Mayoritas reponden menjawab memilih pasangan Capres 02 yaitu Prabowo-Sandiaga Uno sebesar 45,45%. Sementara, yang memilih pasangan Capres 01 Jokowi-Maruf Amin adalah sebesar 40,30% , dan sebanyak 14,25% belum menentukan pilihan.

Hasil survei ini menunjukkan bahwa elektabilitas Prabowo-Sandi lebih unggul atas Jokowi-Maruf Amin, dengan selisih sekitar 5 persen dan saat dilakukan survei masih banyak undecided voters, yaitu sebanyak 14,25%.

Realitas ini menjadi indikator bahwa performa sosialiasi hingga strategi dalam berkampanye, sangat mempengaruhi rasionalitas dan kesadaran publik atas calon yang akan dipilihnya.

Karenanya, menjadi penting dalam Pilpres 2019 ini, membaca apa yang sebenarnya terjadi pada hari pencoblosan nanti. Bukan saja menemukan siapa yang unggul, tapi sebelum itu, ada pertanyaan yang sangat mendasar: akankah terjadi perpindahan suara yang sangat signifikan hingga menentukan keunggulan salah satu pasangan?

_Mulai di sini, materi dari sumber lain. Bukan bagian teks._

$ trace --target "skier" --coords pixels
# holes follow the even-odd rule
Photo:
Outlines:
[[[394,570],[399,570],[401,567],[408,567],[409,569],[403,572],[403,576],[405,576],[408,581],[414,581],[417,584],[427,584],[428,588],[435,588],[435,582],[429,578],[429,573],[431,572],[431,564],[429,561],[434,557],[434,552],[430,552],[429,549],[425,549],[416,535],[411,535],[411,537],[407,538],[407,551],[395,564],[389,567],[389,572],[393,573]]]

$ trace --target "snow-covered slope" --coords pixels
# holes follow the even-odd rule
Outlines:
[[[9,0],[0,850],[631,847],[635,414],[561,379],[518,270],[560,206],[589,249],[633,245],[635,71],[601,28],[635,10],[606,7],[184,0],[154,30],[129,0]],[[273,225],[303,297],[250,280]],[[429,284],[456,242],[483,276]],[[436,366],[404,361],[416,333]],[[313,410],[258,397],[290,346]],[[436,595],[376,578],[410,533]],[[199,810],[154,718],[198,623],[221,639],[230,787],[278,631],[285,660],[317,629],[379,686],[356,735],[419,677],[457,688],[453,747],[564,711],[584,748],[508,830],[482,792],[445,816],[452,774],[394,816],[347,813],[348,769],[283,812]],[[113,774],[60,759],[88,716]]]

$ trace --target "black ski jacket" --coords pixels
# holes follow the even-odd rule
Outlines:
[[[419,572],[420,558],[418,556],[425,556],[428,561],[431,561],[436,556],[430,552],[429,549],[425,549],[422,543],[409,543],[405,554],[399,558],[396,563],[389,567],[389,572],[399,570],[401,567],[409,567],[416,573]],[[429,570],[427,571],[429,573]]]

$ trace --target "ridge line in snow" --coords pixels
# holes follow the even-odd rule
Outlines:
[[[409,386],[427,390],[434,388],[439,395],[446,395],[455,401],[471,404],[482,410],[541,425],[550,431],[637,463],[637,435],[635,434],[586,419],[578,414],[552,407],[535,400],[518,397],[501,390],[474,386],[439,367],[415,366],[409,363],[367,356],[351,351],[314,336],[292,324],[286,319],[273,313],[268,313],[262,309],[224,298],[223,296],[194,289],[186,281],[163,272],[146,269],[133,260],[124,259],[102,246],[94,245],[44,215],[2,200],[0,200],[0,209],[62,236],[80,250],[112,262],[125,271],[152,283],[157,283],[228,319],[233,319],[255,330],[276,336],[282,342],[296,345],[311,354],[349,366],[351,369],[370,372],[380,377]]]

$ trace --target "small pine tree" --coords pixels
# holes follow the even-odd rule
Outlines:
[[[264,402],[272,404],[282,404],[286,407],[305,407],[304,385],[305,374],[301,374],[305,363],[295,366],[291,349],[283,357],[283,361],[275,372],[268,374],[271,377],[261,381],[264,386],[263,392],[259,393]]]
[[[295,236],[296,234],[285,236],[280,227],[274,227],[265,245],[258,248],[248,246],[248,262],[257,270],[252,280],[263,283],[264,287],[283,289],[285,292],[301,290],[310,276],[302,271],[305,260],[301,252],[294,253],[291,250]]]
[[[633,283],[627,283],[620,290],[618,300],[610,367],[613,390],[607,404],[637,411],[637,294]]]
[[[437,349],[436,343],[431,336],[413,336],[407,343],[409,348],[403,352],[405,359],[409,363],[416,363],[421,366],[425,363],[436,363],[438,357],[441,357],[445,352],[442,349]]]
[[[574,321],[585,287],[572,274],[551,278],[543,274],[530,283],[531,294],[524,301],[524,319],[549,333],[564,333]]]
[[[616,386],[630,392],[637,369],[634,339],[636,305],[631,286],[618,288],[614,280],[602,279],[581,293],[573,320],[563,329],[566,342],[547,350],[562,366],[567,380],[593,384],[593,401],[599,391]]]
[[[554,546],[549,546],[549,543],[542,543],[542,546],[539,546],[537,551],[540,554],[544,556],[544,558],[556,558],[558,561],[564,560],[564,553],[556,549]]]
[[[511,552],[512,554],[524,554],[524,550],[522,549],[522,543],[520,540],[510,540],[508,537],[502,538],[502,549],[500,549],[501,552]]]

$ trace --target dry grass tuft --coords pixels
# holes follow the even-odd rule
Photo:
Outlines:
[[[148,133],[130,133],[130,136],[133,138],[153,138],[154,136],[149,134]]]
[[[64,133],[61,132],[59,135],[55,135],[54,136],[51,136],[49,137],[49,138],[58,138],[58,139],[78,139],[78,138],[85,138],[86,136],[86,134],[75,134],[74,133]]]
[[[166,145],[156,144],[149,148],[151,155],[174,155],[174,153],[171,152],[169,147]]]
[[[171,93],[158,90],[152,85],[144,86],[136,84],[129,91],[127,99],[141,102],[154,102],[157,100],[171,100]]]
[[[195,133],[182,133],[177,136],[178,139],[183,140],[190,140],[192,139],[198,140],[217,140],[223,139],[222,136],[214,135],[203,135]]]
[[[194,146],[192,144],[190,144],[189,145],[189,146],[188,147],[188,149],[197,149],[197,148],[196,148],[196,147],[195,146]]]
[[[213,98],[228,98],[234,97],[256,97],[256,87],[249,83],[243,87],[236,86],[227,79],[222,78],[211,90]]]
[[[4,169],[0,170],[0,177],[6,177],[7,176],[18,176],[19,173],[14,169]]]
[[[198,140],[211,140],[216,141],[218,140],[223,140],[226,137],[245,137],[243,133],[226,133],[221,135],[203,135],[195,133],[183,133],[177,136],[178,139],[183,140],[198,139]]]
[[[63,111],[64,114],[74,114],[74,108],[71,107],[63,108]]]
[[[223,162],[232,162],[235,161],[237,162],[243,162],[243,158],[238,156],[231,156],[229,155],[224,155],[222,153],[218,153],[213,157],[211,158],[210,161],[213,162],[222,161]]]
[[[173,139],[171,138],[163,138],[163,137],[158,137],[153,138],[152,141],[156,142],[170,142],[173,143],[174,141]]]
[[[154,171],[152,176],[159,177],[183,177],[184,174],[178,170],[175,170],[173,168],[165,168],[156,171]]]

Prof FirmanNoor, Kepala Penelitian Politik LIPI mengatakan kecurigaan publik dari pelaksana survei karena dianggap tercampur dengan berbagai kepentingan. Sebuah penelitian ideal yang harusnya terbebas dengan nilai-nilai kepentingan, kerap disebut sebagai bebas nilai (value free), menjadi tercemar.

Padahal adanya objektifitas dan menjadi bebas nilai itulah sesungguhnya sebuah survei itu akan mendapatkan bentuk terbaiknya. Sebaliknya manakala intervensi terhadap proses itu demikian masif, termasuk intervensi politik, maka kerap hasil yang diberikan jauh dari kenyataan dan menyebabkan hasil survei menjadi tidak kredibel dan tidak mengungkap kenyataan yang sesungguhnya.

Survei yang sarat kepentingan itu hasilya tak jarang menjadi jauh dari kenyataan. Survei semacam ini dapat saja berperan untuk mempengaruhi opini dan menjadi bagian dari uapaya menciptakan efek band wagon. Namun tetap saja hal itu jauh dari realita yang sesungguhnya.

Persoalan lain yang menyebabkan sebuah survei dianggap tidak mampu menangkap realitas secara tepat adalah kelemahan metodologis dan proses pengambilan data. Selain itu, jumlah responden yang diragukan tingkat keterwakilannya selain margin of error yang kerap tinggi.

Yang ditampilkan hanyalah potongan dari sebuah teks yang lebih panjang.